To John Jameson
Philadelphia 15th Feby 1795
Your favor of the 30th Ulto has been duly received, as has been a letter from a Gentleman, who I presume is your brother; the receipt of which, owing to one cause and another, has never yet been acknowledged.1
The reason why I delayed to comply with the call upon me for eighty dollars, will be explained in part by the copy of a letter—enclosed—which I received from your deceased uncle Mr Jameson of York, agreeably to its date.2
By this it will appear that the company had money in his hands; besides the profits which might be expected to arise from the labour of the slaves which appeared then to be in existence. Having never received an iota from the company for more than twenty years nor never having heard of any appropriation of the sum acknowledged to be in hand, I was in hopes of receiving, instead of being called upon to advance—I wished therefore to see some statement of this matter, and intended to have requested the favor of your brother to give it to me; but occurrences of a public nature, & the pressure of business in which I was continually involved occasioned the postponement of it from time to time until I had forgot the matter altogether & it would have remained in that state had not your letter recalled it to my recollection.
I have no doubt but that the Treasurers books will fully, & satisfactorily account for the balance which is mentioned in his letter, and would thank you for causing it to be transmitted to me, that I may have some idea of the state of my interest in that concern. I do not mean however, by this, to withhold my quota of the subscription to the Canal company until it is received, if you, therefore, will be so good as to pay the eighty dollars which is the amount of it I will answer your draught at sight when presented in this City. And by the enclosed short missive I have authorized you to represent me, and to guard my interest in the Dismal Swamp Company, in which I have an entire share.3
Permit me, at the sametime, to request the favor of you to give me information who the present proprietors are—the shares, or parts of shares each hold—& what the reputed value of a share is—in a word what one could be bought for, or sold at; with any other details which your leizure, & intimate knowledge of the subject may enable you to afford me.

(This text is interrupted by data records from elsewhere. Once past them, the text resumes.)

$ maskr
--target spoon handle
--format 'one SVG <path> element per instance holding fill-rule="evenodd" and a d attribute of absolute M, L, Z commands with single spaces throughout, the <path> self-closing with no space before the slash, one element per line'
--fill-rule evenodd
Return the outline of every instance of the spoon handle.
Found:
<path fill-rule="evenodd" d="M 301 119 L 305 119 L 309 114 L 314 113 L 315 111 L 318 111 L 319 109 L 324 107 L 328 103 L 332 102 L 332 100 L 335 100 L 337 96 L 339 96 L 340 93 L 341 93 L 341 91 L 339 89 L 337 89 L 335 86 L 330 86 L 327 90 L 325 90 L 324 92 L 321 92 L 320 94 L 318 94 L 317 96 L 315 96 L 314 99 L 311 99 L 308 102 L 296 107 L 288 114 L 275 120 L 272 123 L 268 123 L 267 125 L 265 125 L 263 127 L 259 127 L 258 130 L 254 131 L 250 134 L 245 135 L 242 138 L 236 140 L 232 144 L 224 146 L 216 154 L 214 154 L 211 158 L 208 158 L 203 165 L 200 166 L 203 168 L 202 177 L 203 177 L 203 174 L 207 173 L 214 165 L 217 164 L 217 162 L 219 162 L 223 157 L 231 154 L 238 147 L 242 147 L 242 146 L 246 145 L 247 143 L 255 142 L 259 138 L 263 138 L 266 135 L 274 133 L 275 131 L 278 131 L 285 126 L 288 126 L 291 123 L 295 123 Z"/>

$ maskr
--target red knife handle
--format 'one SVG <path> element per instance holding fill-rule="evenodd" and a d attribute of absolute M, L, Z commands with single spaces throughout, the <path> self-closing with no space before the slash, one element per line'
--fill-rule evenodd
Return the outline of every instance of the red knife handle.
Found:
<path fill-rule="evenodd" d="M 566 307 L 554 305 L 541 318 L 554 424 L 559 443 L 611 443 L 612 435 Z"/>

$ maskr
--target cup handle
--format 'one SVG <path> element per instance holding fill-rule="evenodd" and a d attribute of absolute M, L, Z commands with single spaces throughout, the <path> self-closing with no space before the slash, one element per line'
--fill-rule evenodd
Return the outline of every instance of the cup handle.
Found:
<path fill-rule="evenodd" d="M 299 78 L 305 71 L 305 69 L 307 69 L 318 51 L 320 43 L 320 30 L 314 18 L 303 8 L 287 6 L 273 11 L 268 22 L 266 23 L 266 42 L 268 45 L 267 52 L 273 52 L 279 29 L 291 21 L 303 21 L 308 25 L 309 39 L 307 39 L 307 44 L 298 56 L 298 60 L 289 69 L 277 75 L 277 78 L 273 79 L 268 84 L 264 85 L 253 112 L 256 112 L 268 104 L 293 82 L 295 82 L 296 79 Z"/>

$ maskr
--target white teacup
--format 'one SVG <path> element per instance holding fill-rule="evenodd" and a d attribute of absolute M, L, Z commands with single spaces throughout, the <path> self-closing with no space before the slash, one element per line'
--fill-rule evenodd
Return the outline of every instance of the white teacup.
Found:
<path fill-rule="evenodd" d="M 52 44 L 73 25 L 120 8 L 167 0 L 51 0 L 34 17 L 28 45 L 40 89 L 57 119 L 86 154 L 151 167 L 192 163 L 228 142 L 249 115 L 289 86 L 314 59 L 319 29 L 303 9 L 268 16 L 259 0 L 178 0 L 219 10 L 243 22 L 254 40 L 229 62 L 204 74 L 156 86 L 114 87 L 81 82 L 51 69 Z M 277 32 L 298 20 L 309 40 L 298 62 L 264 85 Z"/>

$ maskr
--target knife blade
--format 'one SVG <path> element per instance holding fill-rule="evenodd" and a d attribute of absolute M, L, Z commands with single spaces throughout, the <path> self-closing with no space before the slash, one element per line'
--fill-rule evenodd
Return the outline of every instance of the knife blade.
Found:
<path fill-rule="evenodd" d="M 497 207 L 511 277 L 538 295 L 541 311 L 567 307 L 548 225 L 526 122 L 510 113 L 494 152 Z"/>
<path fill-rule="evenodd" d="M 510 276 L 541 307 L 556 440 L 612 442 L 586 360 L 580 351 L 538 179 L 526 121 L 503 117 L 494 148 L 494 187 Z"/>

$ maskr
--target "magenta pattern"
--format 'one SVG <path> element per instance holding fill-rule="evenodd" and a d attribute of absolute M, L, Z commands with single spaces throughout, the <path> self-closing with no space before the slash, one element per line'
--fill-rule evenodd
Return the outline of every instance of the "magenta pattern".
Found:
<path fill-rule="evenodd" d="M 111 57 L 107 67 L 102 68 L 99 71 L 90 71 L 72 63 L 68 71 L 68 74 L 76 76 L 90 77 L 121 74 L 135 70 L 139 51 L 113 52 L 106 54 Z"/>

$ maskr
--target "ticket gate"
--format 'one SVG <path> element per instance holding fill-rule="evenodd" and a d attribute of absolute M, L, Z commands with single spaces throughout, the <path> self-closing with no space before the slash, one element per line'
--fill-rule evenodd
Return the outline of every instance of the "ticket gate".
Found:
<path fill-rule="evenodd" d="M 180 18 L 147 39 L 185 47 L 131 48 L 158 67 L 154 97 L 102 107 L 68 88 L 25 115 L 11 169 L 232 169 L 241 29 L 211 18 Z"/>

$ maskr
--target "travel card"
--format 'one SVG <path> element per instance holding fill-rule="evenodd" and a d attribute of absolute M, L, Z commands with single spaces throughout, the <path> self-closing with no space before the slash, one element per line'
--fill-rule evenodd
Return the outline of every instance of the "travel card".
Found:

Unless a watchful eye is kept upon the timber, belonging to the Company in the Dismal Swamp, it will be swept away, and a valuable fund sunk thereby. I have no objection to an advance for the purpose of getting it ourselves—presuming the plan for the accomplishment of it will be properly digested & the execution placed under good management. With very great esteem & regd I am Dear Sir Your Obedt Servt
ALS, NNGL; ALS (letterpress copy), DLC:GW; LB, DLC:GW.
1. GW apparently was referring to the letter to him from David Jameson, Jr., of 23 May 1793. David Jameson, Jr. (1752–1839), John Jameson’s brother, served as a militia colonel during the Revolutionary War and represented Culpeper County in the Virginia House in 1789 and 1790.
2. The enclosed letter has not been found. The words “in part” were a late insertion and do not appear in the letterpress or letter-book copies.
3. The enclosed document, dated 16 Feb., reads: “I do by these presents constitute and appoint John Jameson Esqr. of Culpeper County in Virginia to be my Attorney for the purpose of representing my interest in the Great dismal Swamp. And I do hereby authorise and empower the said John Jameson to vote in my behalf, on all questions which may come before the Dismal Swamp company (of which I am a member) at any of their meetings—and to act and do for me in all things concerning the same to the best of his judgment, as he would for himself, except to sell or mortgage the property. all wch votes, acts & doings, legally performed shall be binding on me” (ALS [letterpress copy], DLC:GW; LB, DLC:GW).